This issue is being noticed by many but not talked about openly as yet, and I blame the breakneck pace of changes to deal with by one and all. I dont think we should blame AI here as AI is simply the “loudest” mirror we have ever held up to ourselves. What it reflects, for a whole generation of educated but not cultured youth, is a gap between information and wisdom, between skillset and character, between knowing what to do and understanding why it matters.
The Sanskrit word Vivek means discernment, the ability to separate what is real from what is maya, what is right from what is merely convenient. It is neither taught in engineering colleges, nor is available as a course on Coursera as yet. The ability to differentiate between sat-asat, dharm-adharm slowly grows in a person who has been dealing with real life situations of ambiguity, and looked for references within and in collective experiences of the society presented as Culture.
An EduCultured youth is one who carries both. Educated enough to operate in the AI era, and Cultured enough to lead in it.
Because AI will very efficiently give you ten answers to any question you ask. The one thing it cannot do is decide which question deserves to be asked in the first place. That judgment comes from somewhere the algorithm cannot reach as yet.

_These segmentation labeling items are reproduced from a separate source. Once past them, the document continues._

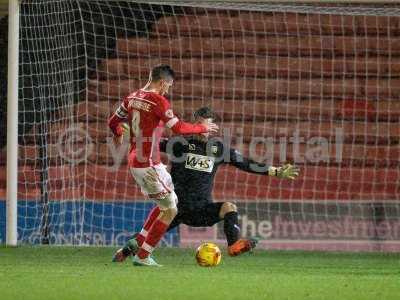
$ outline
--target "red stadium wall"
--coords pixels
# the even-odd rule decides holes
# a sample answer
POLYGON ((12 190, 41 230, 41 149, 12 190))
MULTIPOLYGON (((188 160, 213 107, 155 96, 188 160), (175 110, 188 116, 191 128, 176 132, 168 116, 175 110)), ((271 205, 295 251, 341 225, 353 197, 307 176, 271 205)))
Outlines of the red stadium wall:
MULTIPOLYGON (((117 171, 109 168, 115 160, 107 145, 106 120, 121 97, 146 82, 149 67, 164 62, 178 76, 170 97, 176 114, 189 119, 194 108, 211 105, 221 116, 221 127, 243 132, 245 153, 252 136, 279 138, 282 132, 290 136, 297 131, 306 140, 322 136, 330 142, 327 162, 298 163, 301 176, 295 182, 223 167, 216 199, 398 200, 399 35, 400 20, 392 17, 210 12, 161 18, 150 38, 121 37, 118 58, 102 61, 89 73, 88 103, 75 107, 80 130, 92 141, 87 165, 55 165, 57 143, 66 128, 61 123, 52 126, 50 197, 142 198, 124 157, 117 171), (335 161, 337 128, 343 133, 340 163, 335 161)), ((38 149, 29 135, 25 141, 19 153, 25 163, 19 171, 19 192, 37 199, 38 149)), ((78 140, 76 147, 81 146, 78 140)), ((287 161, 294 159, 291 147, 289 143, 287 161)), ((307 145, 300 144, 300 155, 306 152, 307 145)))

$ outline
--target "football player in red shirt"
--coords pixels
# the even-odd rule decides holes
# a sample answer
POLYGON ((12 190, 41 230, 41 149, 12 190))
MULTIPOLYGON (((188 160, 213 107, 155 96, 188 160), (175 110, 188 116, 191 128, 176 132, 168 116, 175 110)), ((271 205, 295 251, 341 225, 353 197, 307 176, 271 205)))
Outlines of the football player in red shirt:
POLYGON ((129 126, 130 171, 142 192, 157 203, 157 208, 147 217, 147 227, 141 231, 145 239, 133 257, 134 265, 159 266, 150 255, 177 214, 178 199, 172 179, 160 161, 162 127, 166 126, 177 134, 218 130, 214 123, 191 124, 174 115, 169 101, 164 97, 173 81, 174 71, 170 66, 155 66, 145 87, 125 97, 108 121, 117 145, 122 144, 124 126, 129 126))

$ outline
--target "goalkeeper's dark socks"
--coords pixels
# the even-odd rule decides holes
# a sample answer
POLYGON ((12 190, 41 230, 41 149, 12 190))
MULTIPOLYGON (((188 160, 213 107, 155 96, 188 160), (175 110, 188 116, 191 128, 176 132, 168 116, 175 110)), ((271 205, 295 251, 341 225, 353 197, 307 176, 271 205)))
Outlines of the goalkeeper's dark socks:
POLYGON ((236 211, 231 211, 224 216, 224 232, 228 246, 233 245, 239 239, 239 219, 236 211))
POLYGON ((160 214, 160 208, 158 206, 154 207, 149 215, 147 216, 146 221, 143 224, 142 230, 136 235, 136 241, 138 242, 139 247, 142 246, 144 240, 146 239, 148 232, 153 225, 154 221, 157 220, 157 217, 160 214))
POLYGON ((167 231, 169 224, 164 223, 161 220, 156 220, 151 226, 149 233, 140 247, 137 256, 141 259, 146 258, 152 252, 155 246, 157 246, 158 242, 163 237, 164 233, 167 231))

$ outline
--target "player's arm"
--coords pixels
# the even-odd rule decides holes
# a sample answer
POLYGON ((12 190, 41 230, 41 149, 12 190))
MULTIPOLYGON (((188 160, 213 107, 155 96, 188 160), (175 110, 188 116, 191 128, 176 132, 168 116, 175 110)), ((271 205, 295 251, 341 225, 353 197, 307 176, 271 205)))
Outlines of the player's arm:
POLYGON ((128 117, 128 109, 126 108, 126 99, 120 104, 117 110, 108 119, 108 127, 110 127, 113 135, 114 142, 117 144, 122 143, 122 136, 124 130, 126 130, 126 124, 124 123, 128 117))
POLYGON ((161 98, 159 105, 155 108, 155 113, 176 134, 196 134, 206 132, 217 132, 218 126, 214 123, 209 124, 192 124, 180 120, 174 115, 169 102, 165 98, 161 98))
POLYGON ((236 168, 249 173, 265 174, 287 179, 295 179, 299 175, 299 169, 291 164, 285 164, 281 167, 268 166, 267 164, 244 157, 235 149, 230 149, 230 163, 236 168))

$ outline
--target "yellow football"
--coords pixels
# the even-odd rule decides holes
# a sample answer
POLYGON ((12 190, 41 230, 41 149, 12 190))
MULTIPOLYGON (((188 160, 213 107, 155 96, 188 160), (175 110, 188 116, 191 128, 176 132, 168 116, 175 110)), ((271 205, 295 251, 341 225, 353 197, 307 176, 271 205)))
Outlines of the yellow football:
POLYGON ((196 261, 202 267, 215 267, 221 262, 221 250, 213 243, 204 243, 197 248, 196 261))

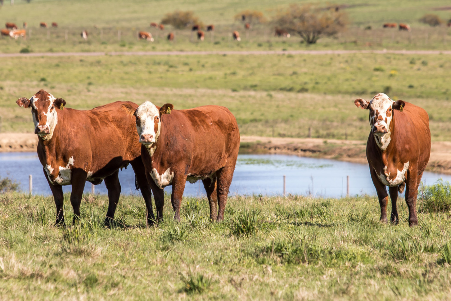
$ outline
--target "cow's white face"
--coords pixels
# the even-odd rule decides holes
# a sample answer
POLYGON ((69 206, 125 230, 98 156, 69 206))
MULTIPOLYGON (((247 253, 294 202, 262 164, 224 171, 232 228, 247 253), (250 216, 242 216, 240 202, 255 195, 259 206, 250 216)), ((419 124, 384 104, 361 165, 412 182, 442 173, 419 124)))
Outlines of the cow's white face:
POLYGON ((160 136, 161 121, 158 109, 150 102, 146 102, 136 109, 135 116, 139 143, 150 148, 160 136))
POLYGON ((376 95, 369 102, 359 98, 354 103, 357 107, 369 111, 371 132, 379 147, 385 150, 390 142, 393 110, 400 110, 405 104, 402 100, 394 102, 383 93, 376 95))
POLYGON ((35 134, 43 140, 51 139, 58 124, 56 110, 62 109, 66 102, 62 98, 57 99, 50 93, 41 90, 30 99, 22 97, 16 102, 19 107, 31 107, 35 134))

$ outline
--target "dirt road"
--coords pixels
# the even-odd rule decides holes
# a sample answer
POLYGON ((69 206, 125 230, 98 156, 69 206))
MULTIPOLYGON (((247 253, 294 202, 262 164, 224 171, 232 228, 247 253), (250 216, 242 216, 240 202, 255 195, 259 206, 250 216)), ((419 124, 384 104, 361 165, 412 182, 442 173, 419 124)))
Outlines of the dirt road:
MULTIPOLYGON (((366 141, 242 136, 242 153, 280 153, 366 164, 366 141)), ((0 133, 0 152, 35 152, 33 134, 0 133)), ((451 174, 451 142, 433 142, 427 170, 451 174)))
POLYGON ((271 54, 331 55, 350 53, 392 53, 394 54, 451 55, 449 50, 266 50, 249 51, 166 51, 96 52, 37 52, 0 53, 0 57, 17 56, 202 56, 207 55, 258 55, 271 54))

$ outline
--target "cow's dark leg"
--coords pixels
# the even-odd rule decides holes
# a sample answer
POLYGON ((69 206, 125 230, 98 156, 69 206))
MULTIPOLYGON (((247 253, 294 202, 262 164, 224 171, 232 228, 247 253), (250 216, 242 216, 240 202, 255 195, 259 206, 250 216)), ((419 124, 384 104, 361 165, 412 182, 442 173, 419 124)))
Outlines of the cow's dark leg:
POLYGON ((390 222, 392 223, 397 225, 399 222, 399 217, 398 216, 398 210, 396 205, 396 200, 398 199, 398 186, 388 187, 388 191, 390 194, 390 199, 391 199, 391 214, 390 216, 390 222))
POLYGON ((376 188, 379 199, 379 204, 381 206, 381 217, 379 220, 387 222, 387 203, 388 202, 388 194, 387 194, 387 189, 385 185, 381 183, 379 178, 376 174, 374 170, 370 168, 371 173, 371 180, 373 184, 376 188))
POLYGON ((186 184, 186 176, 175 175, 172 180, 172 194, 170 201, 174 208, 174 219, 180 222, 180 207, 182 204, 182 197, 186 184))
POLYGON ((108 210, 105 218, 105 225, 109 227, 114 219, 117 203, 120 195, 120 183, 119 183, 119 170, 105 179, 105 186, 108 191, 108 210))
POLYGON ((47 179, 47 182, 50 186, 50 190, 53 194, 53 199, 56 207, 56 220, 55 226, 65 226, 64 222, 64 213, 63 212, 63 204, 64 202, 64 194, 63 193, 63 186, 61 185, 54 185, 49 181, 47 173, 44 171, 44 174, 47 179))
POLYGON ((218 211, 216 204, 218 202, 217 194, 216 190, 216 175, 212 176, 212 179, 207 178, 202 180, 203 187, 207 192, 207 197, 210 204, 210 218, 212 221, 216 221, 217 218, 218 211))
POLYGON ((233 171, 235 164, 226 165, 218 171, 216 174, 217 180, 216 181, 216 193, 218 198, 218 217, 216 220, 220 222, 224 219, 224 209, 227 204, 227 194, 229 188, 232 184, 233 177, 233 171))
POLYGON ((136 181, 139 186, 141 194, 143 194, 144 202, 146 203, 146 208, 147 208, 146 218, 147 218, 147 224, 149 226, 152 226, 156 220, 153 215, 153 210, 152 209, 152 191, 146 177, 146 172, 141 157, 137 158, 134 161, 135 162, 132 162, 132 167, 133 167, 133 170, 135 171, 136 181))
POLYGON ((417 217, 418 177, 416 168, 413 168, 407 171, 407 179, 405 181, 405 202, 409 207, 409 225, 411 227, 418 224, 418 218, 417 217))
POLYGON ((80 219, 80 204, 82 201, 83 190, 84 189, 87 176, 86 172, 80 168, 74 168, 72 170, 71 178, 72 191, 70 194, 70 204, 72 204, 72 208, 74 209, 73 224, 80 219))

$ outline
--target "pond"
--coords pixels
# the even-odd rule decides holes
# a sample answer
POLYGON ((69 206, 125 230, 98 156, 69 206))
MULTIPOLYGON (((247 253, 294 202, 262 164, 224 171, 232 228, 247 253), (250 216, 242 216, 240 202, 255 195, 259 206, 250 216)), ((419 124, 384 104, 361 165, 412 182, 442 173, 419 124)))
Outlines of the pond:
MULTIPOLYGON (((35 153, 0 153, 0 176, 9 177, 19 184, 20 189, 28 191, 28 175, 32 176, 32 193, 51 195, 42 167, 35 153)), ((346 177, 349 176, 351 195, 376 194, 368 166, 327 159, 316 159, 286 155, 239 155, 233 181, 230 189, 232 194, 282 194, 283 176, 286 176, 287 194, 311 195, 315 197, 339 198, 346 194, 346 177)), ((438 179, 451 181, 451 176, 425 172, 423 181, 431 185, 438 179)), ((140 194, 135 189, 135 176, 131 166, 119 172, 122 193, 140 194)), ((91 191, 87 182, 85 192, 91 191)), ((71 186, 63 186, 70 192, 71 186)), ((170 193, 171 186, 165 191, 170 193)), ((103 182, 95 186, 95 193, 107 193, 103 182)), ((205 195, 202 183, 186 183, 184 195, 205 195)))

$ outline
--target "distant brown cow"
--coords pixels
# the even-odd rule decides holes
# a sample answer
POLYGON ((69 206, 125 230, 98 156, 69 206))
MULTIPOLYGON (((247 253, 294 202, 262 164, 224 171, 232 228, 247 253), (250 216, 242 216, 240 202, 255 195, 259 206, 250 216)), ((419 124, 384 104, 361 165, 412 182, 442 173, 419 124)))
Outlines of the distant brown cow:
POLYGON ((19 37, 22 37, 23 38, 25 39, 27 37, 27 32, 25 29, 15 29, 9 32, 9 36, 14 37, 16 40, 19 37))
POLYGON ((38 139, 38 157, 56 205, 56 225, 64 223, 63 185, 72 185, 73 222, 79 218, 85 182, 97 185, 105 181, 109 200, 105 223, 109 225, 120 194, 119 170, 129 164, 135 172, 135 186, 141 189, 145 201, 147 221, 153 223, 152 192, 144 174, 135 118, 121 107, 126 104, 136 108, 138 105, 116 102, 87 111, 65 108, 65 101, 43 90, 16 103, 31 109, 38 139))
POLYGON ((200 40, 201 41, 203 41, 203 39, 205 38, 205 34, 203 33, 203 32, 202 30, 199 30, 198 32, 198 39, 200 40))
POLYGON ((172 185, 174 218, 179 221, 186 181, 200 180, 207 192, 210 218, 223 220, 239 149, 238 125, 230 111, 218 106, 173 110, 170 103, 160 108, 150 102, 136 110, 124 107, 136 117, 141 157, 157 219, 163 219, 165 187, 172 185))
POLYGON ((7 29, 17 29, 17 26, 14 23, 9 23, 9 22, 6 22, 5 23, 5 27, 7 29))
POLYGON ((279 28, 276 28, 275 32, 274 32, 274 36, 285 37, 291 37, 290 34, 288 33, 288 32, 285 29, 279 29, 279 28))
POLYGON ((410 27, 407 24, 401 24, 400 23, 399 24, 399 30, 410 31, 410 27))
POLYGON ((0 30, 0 34, 1 34, 2 37, 9 37, 9 29, 0 30))
POLYGON ((384 24, 384 28, 396 28, 398 26, 396 23, 385 23, 384 24))
POLYGON ((85 41, 87 40, 87 32, 86 30, 82 31, 82 33, 80 34, 80 35, 84 39, 85 41))
POLYGON ((153 42, 153 37, 152 37, 152 34, 150 32, 147 32, 145 31, 140 31, 138 34, 138 37, 139 39, 144 39, 145 40, 147 40, 147 41, 150 41, 151 42, 153 42))
POLYGON ((239 37, 239 33, 236 30, 232 33, 233 35, 233 39, 238 41, 239 42, 241 40, 241 38, 239 37))
POLYGON ((426 111, 402 100, 394 101, 383 93, 369 102, 359 98, 354 103, 369 111, 371 126, 366 155, 373 184, 381 206, 382 221, 387 221, 388 186, 391 199, 390 220, 398 223, 398 193, 405 187, 409 224, 418 223, 416 203, 418 186, 431 153, 431 132, 426 111))

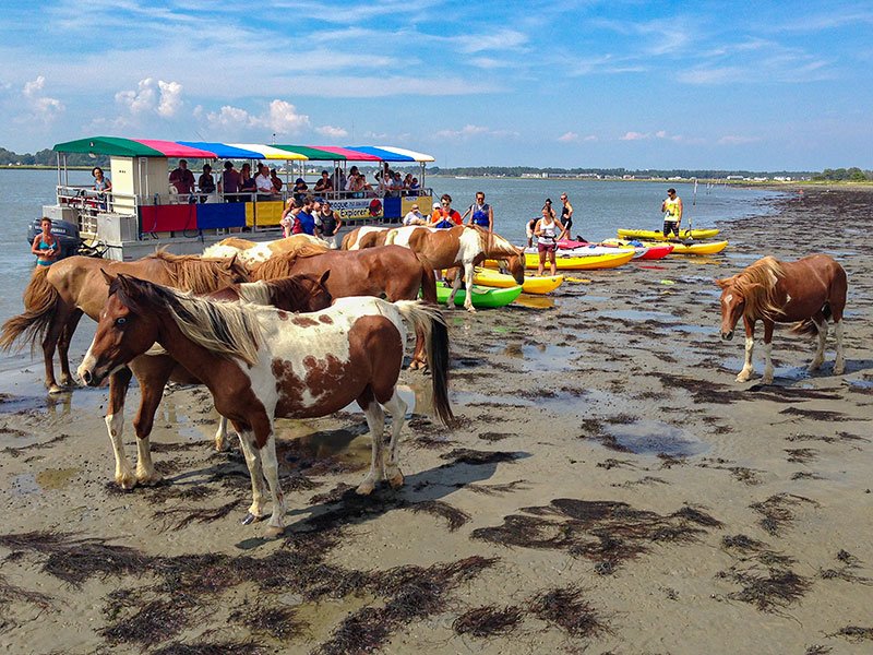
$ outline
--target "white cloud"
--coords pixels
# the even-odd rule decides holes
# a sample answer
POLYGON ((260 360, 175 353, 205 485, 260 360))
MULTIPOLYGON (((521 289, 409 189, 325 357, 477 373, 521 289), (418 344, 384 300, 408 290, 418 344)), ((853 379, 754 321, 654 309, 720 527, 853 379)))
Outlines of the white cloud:
POLYGON ((315 131, 323 136, 330 136, 331 139, 339 139, 340 136, 348 136, 348 132, 343 128, 335 128, 333 126, 322 126, 320 128, 315 128, 315 131))
POLYGON ((145 78, 136 84, 136 90, 116 93, 116 103, 131 116, 157 114, 162 118, 172 118, 182 106, 182 85, 145 78))
POLYGON ((43 75, 38 75, 36 80, 24 83, 22 95, 24 96, 24 102, 31 114, 16 119, 19 122, 36 119, 48 124, 63 114, 65 107, 59 99, 43 95, 45 86, 46 79, 43 75))

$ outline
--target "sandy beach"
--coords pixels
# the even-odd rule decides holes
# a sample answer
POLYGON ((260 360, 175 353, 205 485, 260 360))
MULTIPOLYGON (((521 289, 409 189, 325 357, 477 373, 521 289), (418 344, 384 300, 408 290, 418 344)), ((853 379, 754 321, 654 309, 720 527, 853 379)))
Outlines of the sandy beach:
POLYGON ((399 491, 354 493, 362 414, 279 420, 278 539, 240 525, 248 473, 214 452, 204 389, 166 395, 164 483, 128 492, 106 390, 3 395, 0 651, 870 653, 873 190, 775 202, 718 225, 721 255, 449 310, 459 426, 438 427, 428 378, 403 373, 399 491), (714 278, 813 252, 849 275, 846 373, 833 336, 810 374, 813 341, 780 327, 775 383, 761 348, 734 382, 743 340, 719 338, 714 278))

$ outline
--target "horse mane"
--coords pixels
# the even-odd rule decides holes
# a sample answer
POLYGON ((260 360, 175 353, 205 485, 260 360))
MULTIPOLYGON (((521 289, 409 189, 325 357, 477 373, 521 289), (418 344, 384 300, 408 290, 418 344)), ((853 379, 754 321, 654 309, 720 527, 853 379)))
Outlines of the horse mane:
POLYGON ((228 277, 249 279, 244 265, 236 260, 208 259, 199 254, 172 254, 158 249, 150 259, 167 263, 170 286, 191 289, 195 294, 210 294, 227 285, 228 277))
POLYGON ((239 357, 249 365, 258 361, 261 325, 254 306, 198 298, 193 291, 127 277, 137 286, 137 298, 124 291, 124 285, 112 283, 109 293, 140 312, 165 309, 179 330, 192 342, 225 357, 239 357), (147 303, 147 306, 146 306, 147 303))
POLYGON ((734 276, 733 288, 745 298, 745 315, 770 319, 782 311, 776 295, 780 277, 784 277, 782 266, 769 255, 734 276))

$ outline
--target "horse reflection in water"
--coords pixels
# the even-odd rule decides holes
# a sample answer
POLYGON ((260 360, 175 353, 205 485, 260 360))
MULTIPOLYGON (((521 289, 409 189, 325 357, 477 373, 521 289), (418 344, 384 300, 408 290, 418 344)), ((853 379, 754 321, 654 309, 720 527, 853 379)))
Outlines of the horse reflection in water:
POLYGON ((738 382, 752 377, 752 350, 755 345, 755 323, 764 322, 764 384, 773 383, 770 357, 775 323, 794 323, 793 332, 817 334, 818 347, 810 364, 817 370, 824 361, 827 341, 827 320, 834 321, 837 336, 837 357, 834 373, 842 373, 842 310, 846 307, 848 283, 846 271, 826 254, 811 254, 796 262, 779 262, 765 257, 742 273, 717 279, 721 287, 721 338, 733 337, 740 317, 745 326, 745 362, 737 376, 738 382))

It comes from a civilisation’s accumulated sense of what a human life is actually for.
This question of Vivek, of how to listen to what is real beneath all the noise, is precisely what I have been focusing on in my own life for a long time. Eventually it became a book, “Freedom! Let Us Begin the Journey” which is an exploration of that inward path, drawing from the Vedantic framework of the PanchaKoshas, the five sheaths through which we either live consciously or simply drift. If the idea of knowing yourself as clearly as you know your productivity tools interests you, the link is in the comments.
India has spent thousands of years asking the harder questions. The epic Mahabharat did not just teach archery to Arjuna, and through him everyone who came after, that the battle outside is always a shadow of the one within and Bhagvad Gita guides us through this journey. The youth who will lead in the AI era will be technically capable, yes. But also rooted. Grounded in something larger than their last performance review or their Social Media Posts’ likes and followers count.
The question worth pondering is this: are we raising young people who know only how to use AI, or young people who also know why they are here?